Along the way, researchers from the Center for Public Integrity, American Public Media (producer of Marketplace) and Northwestern University's Medill News Service encountered all manners of misfiled, misreported and mystifying travel disclosures.

When a citizen, political action committee or lobbyist makes a contribution to an election fund, that information is reported to an independent federal agency, posted on the Internet and made available to reporters, researchers and the public.

But when the same people or groups pay for a "fact-finding mission," that information is put on paper forms, then filed in three-ring binders or input into a computer system, and made available only in the office buildings where the records are stored.

The House of Representatives' forms are kept in a sub-basement of the Cannon House Office Building, where the public copies were often hard to read, torn and misfiled. Researchers were told it was against House rules to digitally scan the documents — they had to make photocopies instead.

The Senate travel disclosure documents are stored in a computer system in the Hart Senate Office Building, and can be searched by the name of the traveler or the senator approving the travel. But those records are not available online. So researchers went to the building and printed them out.

Thus began an odyssey through the minutiae of congressional ethics rules, database software and company financial information.(See Methodology)
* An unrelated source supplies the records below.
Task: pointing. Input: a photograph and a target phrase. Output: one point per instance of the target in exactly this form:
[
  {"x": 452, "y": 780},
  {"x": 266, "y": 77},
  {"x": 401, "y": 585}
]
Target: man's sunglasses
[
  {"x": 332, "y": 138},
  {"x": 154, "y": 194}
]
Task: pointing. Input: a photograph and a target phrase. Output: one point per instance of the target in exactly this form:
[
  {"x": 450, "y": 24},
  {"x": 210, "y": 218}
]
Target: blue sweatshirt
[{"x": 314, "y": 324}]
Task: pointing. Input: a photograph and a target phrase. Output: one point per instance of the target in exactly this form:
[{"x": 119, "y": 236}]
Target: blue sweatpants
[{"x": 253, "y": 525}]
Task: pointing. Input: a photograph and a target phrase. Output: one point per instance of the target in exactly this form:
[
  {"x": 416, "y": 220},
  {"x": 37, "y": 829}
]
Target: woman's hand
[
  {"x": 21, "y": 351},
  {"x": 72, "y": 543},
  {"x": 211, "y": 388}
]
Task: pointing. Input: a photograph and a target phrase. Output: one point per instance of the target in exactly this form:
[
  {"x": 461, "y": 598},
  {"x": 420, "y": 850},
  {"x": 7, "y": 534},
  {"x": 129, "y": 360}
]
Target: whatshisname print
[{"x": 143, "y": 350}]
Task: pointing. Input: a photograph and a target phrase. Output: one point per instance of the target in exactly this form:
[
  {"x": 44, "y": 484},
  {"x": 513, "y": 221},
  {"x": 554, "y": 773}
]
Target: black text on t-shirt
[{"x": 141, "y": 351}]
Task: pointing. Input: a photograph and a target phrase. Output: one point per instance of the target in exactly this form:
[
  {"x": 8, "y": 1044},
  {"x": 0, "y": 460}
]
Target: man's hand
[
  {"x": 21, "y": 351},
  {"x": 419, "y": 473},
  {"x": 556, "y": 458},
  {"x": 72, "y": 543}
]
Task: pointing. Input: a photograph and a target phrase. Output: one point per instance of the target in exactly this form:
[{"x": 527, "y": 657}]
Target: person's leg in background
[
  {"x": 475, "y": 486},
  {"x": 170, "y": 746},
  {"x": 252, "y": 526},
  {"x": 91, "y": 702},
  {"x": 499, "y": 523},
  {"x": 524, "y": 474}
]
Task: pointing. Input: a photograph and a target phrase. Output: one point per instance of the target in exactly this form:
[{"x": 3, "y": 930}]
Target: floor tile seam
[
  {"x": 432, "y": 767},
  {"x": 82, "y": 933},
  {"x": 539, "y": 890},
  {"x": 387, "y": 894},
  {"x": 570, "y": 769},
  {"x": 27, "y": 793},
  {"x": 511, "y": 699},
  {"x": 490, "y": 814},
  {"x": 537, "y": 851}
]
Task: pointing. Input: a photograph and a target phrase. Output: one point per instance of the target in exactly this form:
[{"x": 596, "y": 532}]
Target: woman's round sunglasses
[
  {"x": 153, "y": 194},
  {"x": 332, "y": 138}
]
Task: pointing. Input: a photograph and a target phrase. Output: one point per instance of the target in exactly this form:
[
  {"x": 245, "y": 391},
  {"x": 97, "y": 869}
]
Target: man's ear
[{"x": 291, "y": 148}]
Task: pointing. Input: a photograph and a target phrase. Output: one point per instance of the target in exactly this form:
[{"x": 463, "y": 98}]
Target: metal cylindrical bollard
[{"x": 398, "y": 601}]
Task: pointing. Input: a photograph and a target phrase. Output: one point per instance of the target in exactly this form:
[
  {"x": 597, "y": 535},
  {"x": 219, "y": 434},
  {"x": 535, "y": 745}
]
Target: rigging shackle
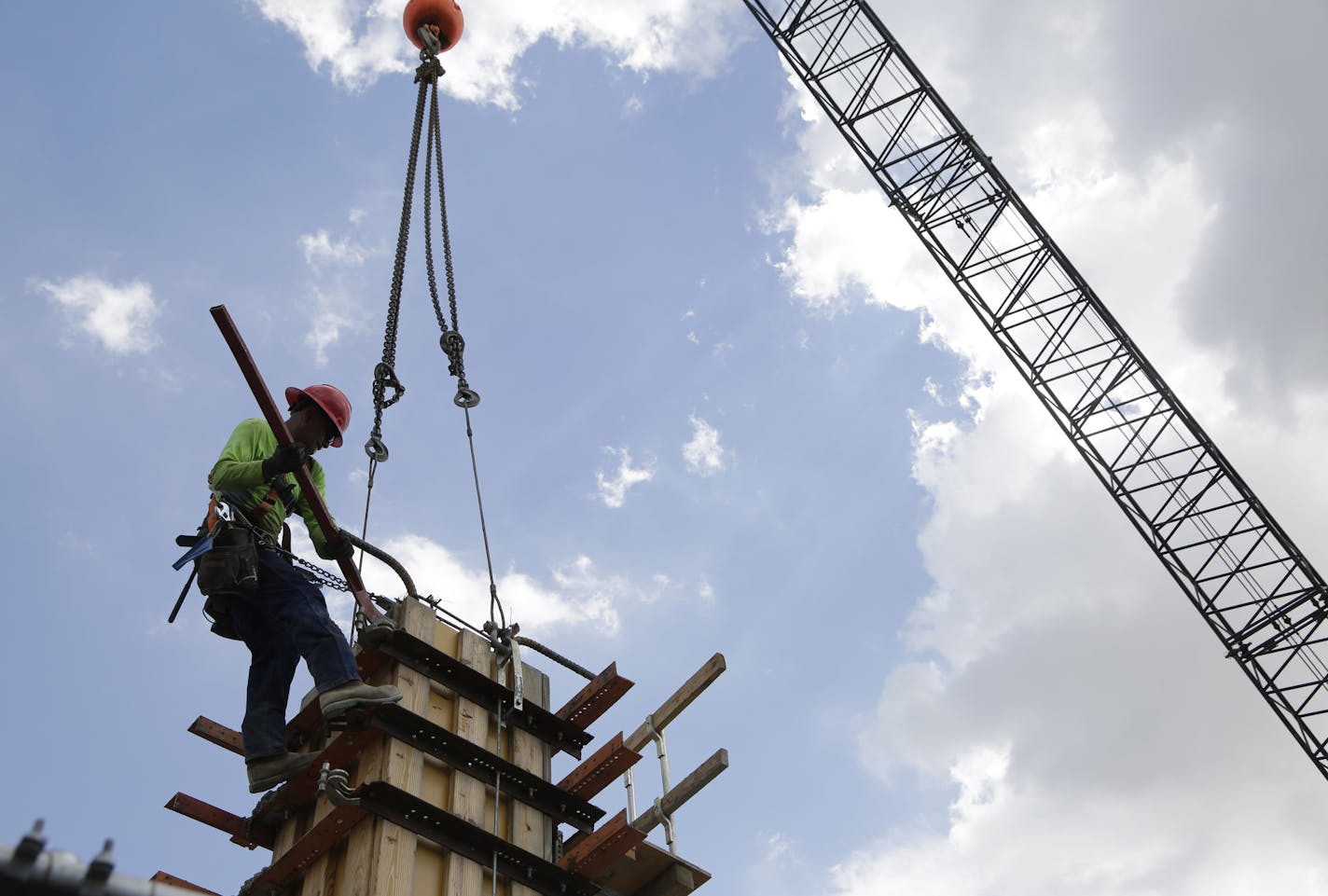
[
  {"x": 376, "y": 448},
  {"x": 465, "y": 397},
  {"x": 384, "y": 379},
  {"x": 433, "y": 25}
]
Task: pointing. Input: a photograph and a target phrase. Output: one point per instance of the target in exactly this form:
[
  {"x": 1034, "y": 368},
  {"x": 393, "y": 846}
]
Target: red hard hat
[
  {"x": 331, "y": 401},
  {"x": 444, "y": 15}
]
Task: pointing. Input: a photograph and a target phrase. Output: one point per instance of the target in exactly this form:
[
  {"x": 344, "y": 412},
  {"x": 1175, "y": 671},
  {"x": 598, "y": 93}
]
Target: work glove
[
  {"x": 339, "y": 550},
  {"x": 288, "y": 458}
]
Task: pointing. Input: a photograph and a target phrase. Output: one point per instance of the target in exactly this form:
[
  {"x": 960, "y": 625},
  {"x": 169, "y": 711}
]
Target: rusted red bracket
[
  {"x": 595, "y": 698},
  {"x": 331, "y": 830},
  {"x": 221, "y": 820},
  {"x": 601, "y": 770},
  {"x": 284, "y": 437},
  {"x": 218, "y": 735},
  {"x": 602, "y": 848}
]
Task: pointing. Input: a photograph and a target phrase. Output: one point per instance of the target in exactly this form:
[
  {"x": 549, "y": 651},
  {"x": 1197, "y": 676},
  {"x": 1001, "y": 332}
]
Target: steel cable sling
[{"x": 388, "y": 388}]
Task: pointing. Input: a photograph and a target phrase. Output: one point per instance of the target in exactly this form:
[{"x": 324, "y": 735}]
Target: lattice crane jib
[{"x": 1238, "y": 567}]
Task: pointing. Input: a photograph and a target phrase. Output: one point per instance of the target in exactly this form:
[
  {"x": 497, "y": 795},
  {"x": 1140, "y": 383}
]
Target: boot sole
[
  {"x": 263, "y": 785},
  {"x": 343, "y": 707}
]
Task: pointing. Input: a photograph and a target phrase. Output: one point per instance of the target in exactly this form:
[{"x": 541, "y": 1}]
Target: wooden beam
[
  {"x": 162, "y": 877},
  {"x": 680, "y": 700},
  {"x": 465, "y": 877},
  {"x": 677, "y": 880},
  {"x": 218, "y": 735},
  {"x": 530, "y": 829},
  {"x": 648, "y": 865},
  {"x": 685, "y": 790}
]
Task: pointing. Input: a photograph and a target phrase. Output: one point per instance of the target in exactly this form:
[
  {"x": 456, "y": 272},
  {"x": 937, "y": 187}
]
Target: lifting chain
[{"x": 387, "y": 387}]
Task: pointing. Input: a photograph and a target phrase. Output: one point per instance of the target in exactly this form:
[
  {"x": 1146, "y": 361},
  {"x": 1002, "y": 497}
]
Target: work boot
[
  {"x": 270, "y": 771},
  {"x": 341, "y": 700}
]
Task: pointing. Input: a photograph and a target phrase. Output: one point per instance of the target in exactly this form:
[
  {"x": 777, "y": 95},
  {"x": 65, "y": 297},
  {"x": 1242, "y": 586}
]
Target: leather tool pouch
[{"x": 231, "y": 564}]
Along the way, we discovered trips for which no sponsor was listed; trips paid for by the federal government (not included in the totals of this report); trips for which no cost was listed — or with a reported $0 value, despite the fact that such trips do not require disclosure.

The overall numbers derived from the Center's study almost certainly are conservative. Always present was the concern that in having to photocopy and scan documents stored under less-than-ideal conditions, something had slipped through our fingers. Even without the possibility of our missing a document, the poor quality of the filings makes it hard to compare one member to another, one staffer to another, or one sponsor to another.

As a result, figures reported in this series were calculated with an eye to finding numbers that show floor totals rather than ceilings of what was spent taking Congress for a ride.